De acordo com o Ministério Público Estadual (MPE), Eliene nomeou uma funcionária fantasma na Assembleia Legislativa entre 2009 e 2011, com o objetivo de se apropriar de parte do salário dela — prática conhecida como “rachadinha”.
A servidora, Joecy Campos Rodrigues, ocupava cargos em comissão, mas nunca exerceu funções na Assembleia.
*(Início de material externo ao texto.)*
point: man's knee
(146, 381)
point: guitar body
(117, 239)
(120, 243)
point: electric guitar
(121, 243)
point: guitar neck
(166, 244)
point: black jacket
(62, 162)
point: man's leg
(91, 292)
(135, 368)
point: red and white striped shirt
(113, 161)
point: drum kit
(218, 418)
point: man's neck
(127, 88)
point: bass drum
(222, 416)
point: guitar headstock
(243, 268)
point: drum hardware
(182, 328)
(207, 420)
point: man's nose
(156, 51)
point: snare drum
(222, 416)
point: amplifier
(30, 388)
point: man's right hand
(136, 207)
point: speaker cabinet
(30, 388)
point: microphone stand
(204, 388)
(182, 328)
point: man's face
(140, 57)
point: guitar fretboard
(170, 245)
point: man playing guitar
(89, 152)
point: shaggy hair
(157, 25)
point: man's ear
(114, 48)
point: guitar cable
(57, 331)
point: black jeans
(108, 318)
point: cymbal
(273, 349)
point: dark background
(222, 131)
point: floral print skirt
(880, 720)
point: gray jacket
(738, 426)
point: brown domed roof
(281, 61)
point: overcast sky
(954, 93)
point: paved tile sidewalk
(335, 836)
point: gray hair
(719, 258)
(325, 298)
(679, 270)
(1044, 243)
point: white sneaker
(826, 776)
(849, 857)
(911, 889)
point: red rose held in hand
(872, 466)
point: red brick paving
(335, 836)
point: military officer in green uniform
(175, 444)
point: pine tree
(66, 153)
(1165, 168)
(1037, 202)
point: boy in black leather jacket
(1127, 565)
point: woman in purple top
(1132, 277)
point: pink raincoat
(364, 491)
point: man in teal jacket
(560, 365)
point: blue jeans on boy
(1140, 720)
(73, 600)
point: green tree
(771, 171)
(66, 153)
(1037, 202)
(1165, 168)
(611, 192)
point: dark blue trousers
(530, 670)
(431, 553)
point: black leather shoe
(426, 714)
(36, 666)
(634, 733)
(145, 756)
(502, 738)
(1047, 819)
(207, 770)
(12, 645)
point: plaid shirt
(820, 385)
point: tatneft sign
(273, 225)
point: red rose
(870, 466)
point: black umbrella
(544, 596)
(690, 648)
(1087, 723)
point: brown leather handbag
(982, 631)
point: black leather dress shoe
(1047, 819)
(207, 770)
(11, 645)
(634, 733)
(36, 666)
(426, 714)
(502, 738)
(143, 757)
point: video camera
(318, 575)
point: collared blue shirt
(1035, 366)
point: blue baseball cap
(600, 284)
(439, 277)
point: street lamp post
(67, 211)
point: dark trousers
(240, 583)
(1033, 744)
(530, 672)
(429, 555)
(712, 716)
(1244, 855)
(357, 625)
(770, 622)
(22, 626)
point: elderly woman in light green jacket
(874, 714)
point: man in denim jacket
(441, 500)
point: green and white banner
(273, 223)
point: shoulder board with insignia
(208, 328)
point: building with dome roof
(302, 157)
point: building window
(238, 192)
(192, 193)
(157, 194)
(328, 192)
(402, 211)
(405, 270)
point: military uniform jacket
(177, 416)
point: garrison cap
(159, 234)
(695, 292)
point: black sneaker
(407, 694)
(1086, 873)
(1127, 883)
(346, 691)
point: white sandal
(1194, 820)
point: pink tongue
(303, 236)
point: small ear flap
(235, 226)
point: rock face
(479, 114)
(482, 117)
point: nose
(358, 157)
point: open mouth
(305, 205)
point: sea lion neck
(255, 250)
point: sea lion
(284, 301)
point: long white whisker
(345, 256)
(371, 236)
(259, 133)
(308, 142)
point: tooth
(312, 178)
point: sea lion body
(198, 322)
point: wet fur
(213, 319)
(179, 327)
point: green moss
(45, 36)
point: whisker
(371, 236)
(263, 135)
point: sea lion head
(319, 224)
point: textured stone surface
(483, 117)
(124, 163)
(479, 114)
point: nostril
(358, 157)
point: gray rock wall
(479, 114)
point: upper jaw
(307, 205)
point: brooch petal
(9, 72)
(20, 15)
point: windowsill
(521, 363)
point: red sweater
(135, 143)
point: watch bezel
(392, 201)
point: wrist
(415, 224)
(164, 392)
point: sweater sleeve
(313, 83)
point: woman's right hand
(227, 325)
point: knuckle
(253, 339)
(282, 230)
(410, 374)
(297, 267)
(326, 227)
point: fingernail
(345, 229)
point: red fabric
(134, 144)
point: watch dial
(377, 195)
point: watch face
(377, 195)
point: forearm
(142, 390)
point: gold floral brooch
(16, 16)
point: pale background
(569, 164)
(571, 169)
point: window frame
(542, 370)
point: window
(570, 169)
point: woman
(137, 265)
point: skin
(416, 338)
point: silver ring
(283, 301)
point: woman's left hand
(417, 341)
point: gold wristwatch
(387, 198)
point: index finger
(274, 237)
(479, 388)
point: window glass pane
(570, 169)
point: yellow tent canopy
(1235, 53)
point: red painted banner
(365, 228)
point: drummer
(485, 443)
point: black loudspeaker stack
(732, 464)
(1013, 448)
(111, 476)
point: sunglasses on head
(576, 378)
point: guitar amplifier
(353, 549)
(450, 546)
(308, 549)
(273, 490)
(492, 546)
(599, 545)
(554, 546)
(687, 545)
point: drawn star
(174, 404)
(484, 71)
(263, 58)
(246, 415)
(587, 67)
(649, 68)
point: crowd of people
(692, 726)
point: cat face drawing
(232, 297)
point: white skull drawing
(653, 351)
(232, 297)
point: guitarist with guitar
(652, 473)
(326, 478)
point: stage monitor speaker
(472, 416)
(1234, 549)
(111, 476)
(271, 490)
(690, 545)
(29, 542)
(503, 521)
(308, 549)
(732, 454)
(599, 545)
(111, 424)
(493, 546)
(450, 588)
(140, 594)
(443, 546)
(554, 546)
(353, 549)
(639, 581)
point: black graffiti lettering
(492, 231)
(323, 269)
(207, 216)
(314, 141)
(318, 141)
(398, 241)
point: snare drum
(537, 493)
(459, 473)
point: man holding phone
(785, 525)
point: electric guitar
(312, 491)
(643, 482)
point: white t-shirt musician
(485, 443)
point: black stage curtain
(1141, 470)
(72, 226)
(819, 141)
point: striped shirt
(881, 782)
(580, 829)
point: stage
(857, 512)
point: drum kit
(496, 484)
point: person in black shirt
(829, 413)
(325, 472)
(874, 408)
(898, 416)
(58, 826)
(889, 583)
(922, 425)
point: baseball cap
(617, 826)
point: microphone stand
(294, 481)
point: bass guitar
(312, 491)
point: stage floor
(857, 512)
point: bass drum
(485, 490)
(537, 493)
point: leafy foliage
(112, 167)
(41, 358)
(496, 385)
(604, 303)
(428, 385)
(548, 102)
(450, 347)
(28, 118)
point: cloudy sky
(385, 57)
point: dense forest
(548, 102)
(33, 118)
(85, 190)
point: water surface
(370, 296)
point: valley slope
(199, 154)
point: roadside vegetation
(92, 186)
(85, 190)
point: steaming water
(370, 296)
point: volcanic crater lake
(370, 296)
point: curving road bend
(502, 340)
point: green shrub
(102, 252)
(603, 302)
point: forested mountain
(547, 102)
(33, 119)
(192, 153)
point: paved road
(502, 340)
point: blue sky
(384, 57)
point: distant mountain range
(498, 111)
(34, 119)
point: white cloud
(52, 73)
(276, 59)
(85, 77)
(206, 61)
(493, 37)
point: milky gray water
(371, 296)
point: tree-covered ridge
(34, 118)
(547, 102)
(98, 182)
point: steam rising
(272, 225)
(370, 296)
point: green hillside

Em depoimento, ela afirmou que continuava trabalhando como empregada doméstica na residência do então parlamentar em Cuiabá, mesmo após a nomeação.
Joecy recebia salários do poder público, repassando cerca de R$ 1 mil por mês a Eliene ou a seus funcionários. Entre abril de 2009 e dezembro de 2012, os pagamentos totalizaram R$ 214,4 mil.
Na sentença, a juíza destacou que o ex-deputado agiu com plena consciência da ilegalidade, utilizando o cargo público para obter vantagem pessoal sem qualquer contrapartida em serviços.
“Manter uma ‘funcionária fantasma’ na folha de pagamento da Assembleia Legislativa do Estado de Mato Grosso, apropriando-se direta ou indiretamente de sua remuneração, não constitui mero erro, imprudência ou desorganização administrativa, mas sim ação dolosa, planejada e prolongada, com objetivo de benefício próprio por meio do uso indevido de verba pública”, afirmou a magistrada.
Ela acrescentou que a conduta evidencia total consciência da ilicitude, já que o agente usou o cargo público para fins pessoais, ciente de que os serviços da servidora não eram prestados à função que justificava sua nomeação, demonstrando clara intenção de alcançar resultado lesivo.